Reply Parent Score: 7

RE[5]: Comment by lithium
by sbenitezb on Wed 11th Nov 2009 20:01 in reply to "RE[4]: Comment by lithium"
sbenitezb Member since:
2005-07-22

Oh, please. FUD much? Was the KDE4 project so close to death that the remaining devs had no choice but to resort to deception in order to resuscitate their withering project?


It wasn't the best move, but at least it was a move that did something for KDE. Take a look at KDE right now, it's the desktop gnome would like to be. It isn't perfect, but for the majority of users it works, and it's being polished constantly.

KDE is NOT stuck in the past like Gnome with the sorrow Gtk 2 toolkit. Still using libegg? Still using Bonobo? Still using CORBA? Still using that Windows registry ripoff called gconf? No native good mail client (come on, that garbage of outlook copy comes no close to KMail unless you only care about Exchange connectivity), best image viewer is mono based? Still relying in compiz for desktop effects? Any good music player that comes close to Amarok?

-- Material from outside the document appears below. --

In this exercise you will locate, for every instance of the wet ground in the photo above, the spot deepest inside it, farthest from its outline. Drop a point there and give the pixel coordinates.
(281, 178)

And a developer preview wouldn't have given them that? KDE 4.0.0 was intended to trick the community into serving the KDE devs' needs by unwittingly testing incomplete, alpha quality code when they wouldn't have had KDE 4.0.0 been labeled honestly.


So KDE didn't need testing after all? Everybody knows a major point-zero release is a potential source of bugs and new untested stuff. The problem was that distro packagers offered an upgrade to it without reading carefully. And users really wanted to use it even when it was clear it wasn't complete.